Выбрать главу

Вспомнил он, как однажды во время разговора друг прервал себя на полуслове и неожиданно спросил, на кухне ли он и что ему видно из окна. Осень стояла безвозвратная, шел четвертый час ночи. Он был на кухне. “У твоего отца горит свет, — сказал он, — одно окно во всем доме...” Он вглядывался в темноту, видел розовый прямоугольник на сером фасаде, видел, как изводит ветер, таскает за волосы коленопреклоненные деревья, на треть еще покрытые мокрыми грубыми листьями, как мотает фонари в детском саду за домом, как морочит снасти проводов, занавеску в розовой створке, подбирал слова, чтобы передать, как чернеет октябрь, как холодными бесчувственными брызгами залетает в открытую форточку, как цепляют изодранный окоем рощи рваными краями тяжелые тучи, как беспокойно мучается ночь и никто этого не видит, и не сразу понял, что фонари неподвижны, — что это ветви, таскаемые порывами ветра, то закрывают их, то дают им тускло блеснуть в черноте. Трубка терпеливо дышала ожиданием, тихо гудела спеленатым эфиром, а потом, вняв прерывистому рассказу, донесла до него из калифорнийского солнечного полудня: “Боже мой... Боже мой”. И слова эти заслонялись хриповатыми помехами, точно эти знакомые обоим огни.

А если бы небо было ясно, сияли бы над нами, малыш, Дубхе, Мерак, Фекда, Мегрец, Алиот, Мицар и Бенетнаш, огромным ковшом черпающие небеса. И ты бы задрал личико, и в твоих восхищенных глазах отразились бы они все сразу и еще много других...

А тебя-то я сегодня не видел. И только сейчас понял, что даже не знаю, какого цвета у тебя глаза.

Если бы ты знала, как мне нравится, когда у тебя недокрашен ноготь и виден его незакрашенный светло-бежевый уголок или когда после еды в уголке рта держится крошка. Или, когда ты паркуешь машину, то и дело опрокидываешь пластиковый мусорный бак, стоящий у посольства этой страны со смешным названием, в которой творятся отнюдь не смешные вещи. Нравится, когда забираешь волосы в резинку, а они выбиваются слева длинной изогнутой прядью, и ее округлость, которую золотит солнце, напоминает мне твое плечо. И как, болтая по телефону, ты укрываешься волосами с головой, и солнце, прерываясь сквозь финское окно фотографическими шторками облаков, озаряет эту накидку выдержанными порциями; или когда в уголках твоих глаз собираются морщинки — их все больше — тебе ведь не двадцать лет, и мне это тоже нравится. И вообще все, что ты делаешь, ты делаешь легко, с небрежной и неопрятной легкостью, бывает ведь легкость опрятная и неопрятная, правда, малыш?

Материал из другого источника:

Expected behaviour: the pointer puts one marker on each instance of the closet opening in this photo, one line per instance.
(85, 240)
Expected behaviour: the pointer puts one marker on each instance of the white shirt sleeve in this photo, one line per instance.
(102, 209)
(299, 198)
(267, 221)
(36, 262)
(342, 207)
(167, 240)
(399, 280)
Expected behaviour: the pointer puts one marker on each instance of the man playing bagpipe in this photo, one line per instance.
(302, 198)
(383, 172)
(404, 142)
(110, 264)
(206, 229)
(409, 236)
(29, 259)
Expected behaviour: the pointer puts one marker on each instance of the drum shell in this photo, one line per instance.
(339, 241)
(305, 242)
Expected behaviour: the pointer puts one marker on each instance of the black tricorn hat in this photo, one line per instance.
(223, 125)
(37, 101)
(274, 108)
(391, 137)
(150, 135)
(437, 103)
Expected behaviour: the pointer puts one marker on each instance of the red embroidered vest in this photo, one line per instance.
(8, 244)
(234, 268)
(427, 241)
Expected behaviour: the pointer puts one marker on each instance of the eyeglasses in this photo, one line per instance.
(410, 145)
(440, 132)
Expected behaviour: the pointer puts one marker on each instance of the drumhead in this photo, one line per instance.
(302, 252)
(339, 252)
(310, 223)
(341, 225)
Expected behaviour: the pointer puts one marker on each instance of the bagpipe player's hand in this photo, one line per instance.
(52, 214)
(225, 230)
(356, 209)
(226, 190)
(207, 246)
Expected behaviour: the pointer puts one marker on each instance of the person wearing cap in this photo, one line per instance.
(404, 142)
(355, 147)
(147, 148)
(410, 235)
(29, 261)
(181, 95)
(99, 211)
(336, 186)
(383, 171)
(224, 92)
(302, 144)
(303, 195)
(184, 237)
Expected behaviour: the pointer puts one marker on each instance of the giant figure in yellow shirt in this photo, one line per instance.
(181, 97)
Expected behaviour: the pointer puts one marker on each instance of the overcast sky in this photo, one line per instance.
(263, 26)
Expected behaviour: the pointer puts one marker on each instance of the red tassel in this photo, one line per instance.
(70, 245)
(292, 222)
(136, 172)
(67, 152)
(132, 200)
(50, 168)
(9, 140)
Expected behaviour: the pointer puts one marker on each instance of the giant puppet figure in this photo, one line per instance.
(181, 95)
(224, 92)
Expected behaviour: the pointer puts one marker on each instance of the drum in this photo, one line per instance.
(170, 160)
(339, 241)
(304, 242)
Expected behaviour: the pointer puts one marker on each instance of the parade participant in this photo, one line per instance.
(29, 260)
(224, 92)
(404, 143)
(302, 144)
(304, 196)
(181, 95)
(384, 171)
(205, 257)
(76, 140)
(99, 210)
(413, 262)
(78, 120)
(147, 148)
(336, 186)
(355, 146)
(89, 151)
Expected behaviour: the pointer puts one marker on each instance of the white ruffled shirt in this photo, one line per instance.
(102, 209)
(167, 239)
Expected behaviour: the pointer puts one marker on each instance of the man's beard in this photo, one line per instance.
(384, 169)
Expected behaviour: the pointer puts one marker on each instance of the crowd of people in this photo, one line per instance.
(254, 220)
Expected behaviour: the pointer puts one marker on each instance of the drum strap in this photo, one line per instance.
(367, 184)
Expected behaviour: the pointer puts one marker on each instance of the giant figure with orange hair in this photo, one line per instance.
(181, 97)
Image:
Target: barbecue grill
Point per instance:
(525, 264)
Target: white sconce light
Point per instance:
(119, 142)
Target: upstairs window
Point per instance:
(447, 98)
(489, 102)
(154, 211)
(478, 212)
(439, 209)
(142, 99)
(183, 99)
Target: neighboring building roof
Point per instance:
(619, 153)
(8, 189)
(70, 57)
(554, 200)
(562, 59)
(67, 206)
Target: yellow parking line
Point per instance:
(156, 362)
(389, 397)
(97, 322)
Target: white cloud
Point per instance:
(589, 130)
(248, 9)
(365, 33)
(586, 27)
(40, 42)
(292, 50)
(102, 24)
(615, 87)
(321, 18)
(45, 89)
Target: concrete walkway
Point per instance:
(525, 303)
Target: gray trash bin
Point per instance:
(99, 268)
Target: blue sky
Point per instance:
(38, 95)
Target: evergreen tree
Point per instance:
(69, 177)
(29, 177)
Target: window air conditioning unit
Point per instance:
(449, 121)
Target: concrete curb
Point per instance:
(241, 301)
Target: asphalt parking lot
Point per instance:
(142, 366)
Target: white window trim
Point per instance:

И все это, о чем думал сейчас Брейгель, некому было сказать... Кем же был тот человек? Тот человек? Мысли его вернулись на станцию. Брейгель опять пытался себе его представить, и опять безуспешно. Он заставлял себя предположить чье-то горе, его невыносимую пустоту, а видел только “скорую” с помятым боком, обиженную морду переднего вагона и неторопливо идущего по пустому перрону милиционера в закинутой на затылок фуражке. И дальше этого воображение ничего ему не рисовало.

А что мне в тебе не нравится, того я просто еще не знаю. И, наверное, не узнаю никогда. Скоро ты сменишь работу, и я тебя забуду. Забуду, как забыл себя. Ведь я же тебя придумал. Пройдет время, и я придумаю кого-нибудь еще. Это несложно. Сложно вот придумать человека, который бросился под поезд. Вот это почему-то не получается.

Разве можно жить без любви? А я живу. И Брейгель принялся думать, как жил тот единственный знакомый ему Брейгель, о котором и было-то известно, что участвовал он в русско-японской войне, и больше ничего. Если, конечно, он вообще имел какое-то отношение к тем Брейгелям, которые барахтались сейчас в снегопаде.

Журнал имел продолжение, но не имела его маньчжурская эпопея Брейгеля: в следующем номере “Мира Божьего” то место, где, согласно оглавлению, должно было содержаться продолжение повествования о действиях 9-го Оренбургского полка, зияло провалом, как целиком изъятый зуб. Похоже, было присвоено каким-нибудь ревнителем военной старины. А может, листы эти пошли на растопку в особенно лютый российский год — кто-то окоченевший рванул наугад целую книжку, измял, вложил в отверстие ржавой “буржуйки”, а вокруг старческой белой рукой аккуратно и неумело выстроил шалашик из тонких сухих щепок цилиндрового бюро с проевшими лак чернильными пятнами.